The preparations for the picnic were not complete until we had a bottle of Cotes-du-Rhone, of course. We found a wonderful area on the grounds of Tervuren Park in front of an Musée Royal de l’Afrique Central with marble sculpture, a huge lawn, and a border of trees. After spreading a blanket, I opened the wine and then unpacked the Crotte du Diable, eager to taste this potent cheese. I noticed almost as soon as I opened the package that birds reversed their flight, dogs backed up whining and the sounds of insects buzzing ceased. Or maybe it was just my imagination. The watering of my eyes, I did not imagine, however.

Placing some cheese on a cracker, I was relieved to see the color at least was pale yellow and cheese-like. You’ve heard the expression, “flavor explosion”? I think this is where the term was derived. I experienced everything but sound effects. Limburger is wimpy compared to this little cheese. But I survived, at least momentarily.

Barbara said to me, “Oh, you have to try it with the wine.” Really? So I took a sip of the Cotes-du-Rhone and experienced a chemical change in the composition of the cheese that truly indicated where it got its name. Did this create a bad taste in my mouth? I wanted to rip out my tongue. If I’d looked more closely at this woman, I would have noticed the tears of pain coursing down her cheeks and the faux smile frozen on her face. Then she almost gagged as peals of laughter followed. I’d been had.

After that there was little else I could do but marry her, and try getting back at her for that nasty trick. I don’t think I ever came close, but I keep trying. I also keep trying Cotes du Rhone, but I’m much more careful about cheese pairing.

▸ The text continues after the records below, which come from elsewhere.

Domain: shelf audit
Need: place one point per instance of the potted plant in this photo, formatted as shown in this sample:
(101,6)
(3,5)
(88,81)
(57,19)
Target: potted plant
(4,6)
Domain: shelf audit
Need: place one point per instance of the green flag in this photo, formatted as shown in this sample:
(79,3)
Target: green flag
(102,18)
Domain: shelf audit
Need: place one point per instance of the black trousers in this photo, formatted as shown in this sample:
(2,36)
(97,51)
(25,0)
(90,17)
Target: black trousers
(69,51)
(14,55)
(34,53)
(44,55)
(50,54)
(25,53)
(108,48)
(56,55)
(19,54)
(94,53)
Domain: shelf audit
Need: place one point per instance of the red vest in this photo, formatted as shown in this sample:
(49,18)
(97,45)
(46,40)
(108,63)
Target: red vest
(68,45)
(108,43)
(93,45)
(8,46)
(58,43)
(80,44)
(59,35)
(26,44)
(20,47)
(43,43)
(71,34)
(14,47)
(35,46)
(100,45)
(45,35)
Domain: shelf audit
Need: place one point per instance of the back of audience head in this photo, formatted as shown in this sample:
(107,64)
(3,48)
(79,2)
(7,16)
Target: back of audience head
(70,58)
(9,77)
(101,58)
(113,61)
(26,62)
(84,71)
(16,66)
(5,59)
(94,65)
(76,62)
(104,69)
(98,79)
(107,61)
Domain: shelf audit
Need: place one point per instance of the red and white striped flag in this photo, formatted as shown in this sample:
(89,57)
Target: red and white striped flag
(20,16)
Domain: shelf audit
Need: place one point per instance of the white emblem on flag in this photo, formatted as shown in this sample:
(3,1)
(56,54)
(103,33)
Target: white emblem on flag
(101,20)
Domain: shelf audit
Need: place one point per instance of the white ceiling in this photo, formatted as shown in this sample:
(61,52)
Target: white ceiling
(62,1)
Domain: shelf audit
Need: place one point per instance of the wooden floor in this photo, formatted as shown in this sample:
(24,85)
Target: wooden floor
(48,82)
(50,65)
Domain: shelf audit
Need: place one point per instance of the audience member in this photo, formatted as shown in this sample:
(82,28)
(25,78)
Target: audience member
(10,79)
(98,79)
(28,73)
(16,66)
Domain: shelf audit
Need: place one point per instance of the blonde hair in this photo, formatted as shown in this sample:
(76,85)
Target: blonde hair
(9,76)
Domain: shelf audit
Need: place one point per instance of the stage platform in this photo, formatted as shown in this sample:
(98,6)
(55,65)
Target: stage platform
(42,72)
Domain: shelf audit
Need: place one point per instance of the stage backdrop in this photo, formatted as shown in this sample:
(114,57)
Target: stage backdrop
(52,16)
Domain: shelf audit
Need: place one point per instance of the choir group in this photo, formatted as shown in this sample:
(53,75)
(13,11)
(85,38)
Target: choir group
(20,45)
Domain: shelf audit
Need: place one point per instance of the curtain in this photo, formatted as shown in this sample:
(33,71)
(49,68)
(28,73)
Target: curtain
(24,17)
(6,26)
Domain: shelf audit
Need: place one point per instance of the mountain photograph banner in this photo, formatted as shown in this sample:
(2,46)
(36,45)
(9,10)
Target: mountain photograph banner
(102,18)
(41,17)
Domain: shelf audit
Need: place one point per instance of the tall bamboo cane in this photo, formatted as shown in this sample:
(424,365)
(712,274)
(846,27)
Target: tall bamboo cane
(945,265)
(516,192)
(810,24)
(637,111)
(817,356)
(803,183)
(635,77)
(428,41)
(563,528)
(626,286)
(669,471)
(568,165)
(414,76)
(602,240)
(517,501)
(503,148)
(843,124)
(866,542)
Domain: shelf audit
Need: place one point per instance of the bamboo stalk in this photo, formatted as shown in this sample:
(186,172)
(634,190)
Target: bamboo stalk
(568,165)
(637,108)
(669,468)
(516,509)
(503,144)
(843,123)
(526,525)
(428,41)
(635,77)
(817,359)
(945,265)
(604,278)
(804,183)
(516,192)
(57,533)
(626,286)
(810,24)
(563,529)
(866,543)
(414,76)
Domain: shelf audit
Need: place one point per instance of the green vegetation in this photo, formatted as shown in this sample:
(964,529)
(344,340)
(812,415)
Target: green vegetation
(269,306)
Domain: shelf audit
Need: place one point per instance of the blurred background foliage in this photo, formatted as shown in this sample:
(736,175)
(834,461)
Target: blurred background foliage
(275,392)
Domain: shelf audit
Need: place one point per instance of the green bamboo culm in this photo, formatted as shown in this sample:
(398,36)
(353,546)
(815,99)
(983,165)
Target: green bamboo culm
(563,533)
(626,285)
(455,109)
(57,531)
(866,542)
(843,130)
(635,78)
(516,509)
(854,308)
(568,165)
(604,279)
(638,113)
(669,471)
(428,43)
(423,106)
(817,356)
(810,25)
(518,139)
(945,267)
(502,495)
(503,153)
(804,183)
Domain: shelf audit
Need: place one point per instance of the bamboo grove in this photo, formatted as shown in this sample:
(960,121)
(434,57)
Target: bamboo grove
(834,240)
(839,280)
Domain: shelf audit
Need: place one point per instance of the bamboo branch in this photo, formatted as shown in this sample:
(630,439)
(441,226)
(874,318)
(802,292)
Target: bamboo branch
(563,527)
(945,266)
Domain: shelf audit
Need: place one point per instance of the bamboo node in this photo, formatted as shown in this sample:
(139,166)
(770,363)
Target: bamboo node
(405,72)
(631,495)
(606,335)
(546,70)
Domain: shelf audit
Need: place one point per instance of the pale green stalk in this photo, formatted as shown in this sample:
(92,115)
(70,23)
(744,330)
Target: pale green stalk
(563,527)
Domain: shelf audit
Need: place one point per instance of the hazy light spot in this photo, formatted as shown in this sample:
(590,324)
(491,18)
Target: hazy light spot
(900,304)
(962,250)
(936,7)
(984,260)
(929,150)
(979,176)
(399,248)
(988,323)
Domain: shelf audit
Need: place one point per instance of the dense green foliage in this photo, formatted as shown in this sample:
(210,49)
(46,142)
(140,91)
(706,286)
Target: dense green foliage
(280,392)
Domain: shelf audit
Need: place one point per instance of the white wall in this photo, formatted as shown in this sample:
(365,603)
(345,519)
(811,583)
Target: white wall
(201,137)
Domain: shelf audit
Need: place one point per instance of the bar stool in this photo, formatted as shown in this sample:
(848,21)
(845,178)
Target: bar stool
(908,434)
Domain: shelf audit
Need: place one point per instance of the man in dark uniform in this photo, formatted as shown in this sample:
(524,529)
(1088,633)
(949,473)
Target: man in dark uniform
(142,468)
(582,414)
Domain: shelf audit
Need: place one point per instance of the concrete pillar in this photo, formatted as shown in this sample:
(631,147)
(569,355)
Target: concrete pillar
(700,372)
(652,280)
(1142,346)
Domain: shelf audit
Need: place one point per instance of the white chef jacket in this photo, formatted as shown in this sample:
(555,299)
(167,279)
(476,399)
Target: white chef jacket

Maison Bouachon Cotes-du-Rhone
The Skalli Family Wines Americas includes the Napa-based St. Supery Winery, vineyards in Corsica, and in the Languedoc. The family came from Algeria in 1961 after Algerian independence, began growing grapes in Corsica, then Languedoc and two locations in Napa where conditions were similar to the Languedoc region. In 2001, they purchased Maison Bouachon in the Rhone valley.

I sampled their Cotes-du-Rhone “Les Rabassières” recently and was very impressed. This is a big wine, tasting like a harmonious blend of the Old and New World. Red berry fruits, tastes of violets, and prunes with a lush mouthfeel. The Grenache (60%) leads the way with 30% Syrah providing good structure, and 10% Mourvèdre for added complexity. I played it safe and paired it with a NY strip and baked potato. Besides, I’m not sure you can get Crotte du Diable without a permit these days. Salut!